Premium back term insurance plans
Premium back term insurance plans a
popular option that comes with term insurance. Return of premium (ROP)
insurance means that you get all the premiums paid back in the form of Maturity
Benefit. As a policy customer, you can choose the term of the policy according
to your needs. Typically, Indian customers expect some return from life
insurance policies, even if it is the amount of premium paid by them.
Term insurance that gives money back
For investors who expect higher
returns, ROP is a money-saving policy. As an investor, you can decide the term
or duration of the policy according to your financial situation. This policy is
generally available for 20, 25, 30 and 40 years. For example, if you have taken
a loan of 20 years duration, then you can buy a term life plan of 20 years
duration. If something happens to you during the policy period, you will not
have to worry about your loan. At the same time, if you survive after the
policy term, then you will get back 100 per cent of all the premium paid by you.

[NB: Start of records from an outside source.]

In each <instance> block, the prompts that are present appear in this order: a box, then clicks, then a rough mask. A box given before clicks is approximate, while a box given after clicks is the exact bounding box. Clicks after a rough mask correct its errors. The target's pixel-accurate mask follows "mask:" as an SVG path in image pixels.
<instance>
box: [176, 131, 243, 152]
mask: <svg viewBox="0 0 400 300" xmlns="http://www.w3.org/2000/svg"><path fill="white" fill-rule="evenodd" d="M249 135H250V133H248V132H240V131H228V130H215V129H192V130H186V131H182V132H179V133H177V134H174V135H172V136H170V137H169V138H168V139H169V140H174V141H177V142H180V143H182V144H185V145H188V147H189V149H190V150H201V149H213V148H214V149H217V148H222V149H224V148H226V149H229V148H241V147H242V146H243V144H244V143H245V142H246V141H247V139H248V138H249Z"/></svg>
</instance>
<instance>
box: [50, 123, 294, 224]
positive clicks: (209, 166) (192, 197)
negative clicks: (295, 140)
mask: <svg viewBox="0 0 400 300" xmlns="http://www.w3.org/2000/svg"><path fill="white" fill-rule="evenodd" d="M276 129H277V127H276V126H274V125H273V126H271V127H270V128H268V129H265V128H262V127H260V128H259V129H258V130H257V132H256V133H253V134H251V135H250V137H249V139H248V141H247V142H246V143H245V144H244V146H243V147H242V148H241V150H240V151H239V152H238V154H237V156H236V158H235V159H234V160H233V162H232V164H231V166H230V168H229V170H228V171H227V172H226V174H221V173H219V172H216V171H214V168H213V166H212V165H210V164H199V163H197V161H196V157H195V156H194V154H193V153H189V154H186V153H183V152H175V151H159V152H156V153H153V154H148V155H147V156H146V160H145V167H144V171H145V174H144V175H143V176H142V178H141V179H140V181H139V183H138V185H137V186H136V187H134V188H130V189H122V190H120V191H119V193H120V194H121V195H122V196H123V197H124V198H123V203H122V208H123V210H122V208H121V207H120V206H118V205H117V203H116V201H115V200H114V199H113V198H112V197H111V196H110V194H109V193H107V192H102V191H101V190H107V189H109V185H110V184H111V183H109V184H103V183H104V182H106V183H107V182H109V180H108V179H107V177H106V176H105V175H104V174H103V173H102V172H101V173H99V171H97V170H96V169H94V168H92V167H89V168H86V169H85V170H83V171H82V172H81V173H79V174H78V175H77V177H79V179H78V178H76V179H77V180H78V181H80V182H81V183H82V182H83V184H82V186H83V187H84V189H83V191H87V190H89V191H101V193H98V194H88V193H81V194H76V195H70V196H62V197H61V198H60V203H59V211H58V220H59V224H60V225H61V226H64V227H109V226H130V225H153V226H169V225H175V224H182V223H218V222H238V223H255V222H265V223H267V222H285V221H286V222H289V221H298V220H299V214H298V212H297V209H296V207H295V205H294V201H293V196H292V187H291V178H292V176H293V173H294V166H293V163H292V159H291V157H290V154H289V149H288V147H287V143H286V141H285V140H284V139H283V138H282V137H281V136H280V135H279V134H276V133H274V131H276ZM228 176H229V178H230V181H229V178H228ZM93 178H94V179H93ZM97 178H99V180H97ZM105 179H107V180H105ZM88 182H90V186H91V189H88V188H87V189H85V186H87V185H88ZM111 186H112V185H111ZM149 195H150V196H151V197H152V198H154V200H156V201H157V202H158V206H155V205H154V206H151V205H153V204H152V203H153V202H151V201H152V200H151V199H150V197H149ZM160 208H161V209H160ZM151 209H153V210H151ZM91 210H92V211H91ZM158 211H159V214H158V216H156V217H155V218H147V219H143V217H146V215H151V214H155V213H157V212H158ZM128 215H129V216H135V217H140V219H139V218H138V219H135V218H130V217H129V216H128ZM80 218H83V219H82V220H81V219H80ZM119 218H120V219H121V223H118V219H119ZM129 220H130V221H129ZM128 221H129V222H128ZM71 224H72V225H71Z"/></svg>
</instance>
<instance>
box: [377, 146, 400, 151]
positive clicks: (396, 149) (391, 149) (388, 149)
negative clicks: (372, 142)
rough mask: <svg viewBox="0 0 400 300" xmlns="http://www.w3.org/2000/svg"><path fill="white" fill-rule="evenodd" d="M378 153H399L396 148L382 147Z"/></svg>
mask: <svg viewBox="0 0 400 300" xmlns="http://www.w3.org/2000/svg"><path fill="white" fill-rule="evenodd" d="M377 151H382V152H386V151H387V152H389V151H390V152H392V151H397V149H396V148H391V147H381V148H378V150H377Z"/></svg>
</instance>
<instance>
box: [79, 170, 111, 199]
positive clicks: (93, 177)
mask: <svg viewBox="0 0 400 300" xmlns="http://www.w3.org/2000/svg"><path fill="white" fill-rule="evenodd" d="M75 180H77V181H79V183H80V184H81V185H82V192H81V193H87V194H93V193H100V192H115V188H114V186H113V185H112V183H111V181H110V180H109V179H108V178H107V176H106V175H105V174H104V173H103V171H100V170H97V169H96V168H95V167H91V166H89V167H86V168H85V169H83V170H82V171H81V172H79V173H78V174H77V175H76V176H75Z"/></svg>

Term insurance with maturity
The maturity or survival benefit of a
return of premium plan is quite different from a normal term policy. In an ROP
plan, the more premium the policyholder stays in the insurance cover, the more
premiums he gets back. At the same time, there are many plans in which the
insurance company pays more than the total amount of premium paid by the
customer, but for this, the policyholder has to fulfil certain conditions.
Further, the entire maturity amount received by the policyholder is tax-free.
Premium payment
For the convenience of customers,
insurance companies have introduced various options of premium payment. Now you
can choose a convenient payment option according to your financial situation.
Standard premium payment options present in the market include annual,
half-yearly, quarterly and monthly payment options. At the same time, You can
buy term insurance single premium payment option, in which you can pay the
premium in one go for the entire duration of the policy.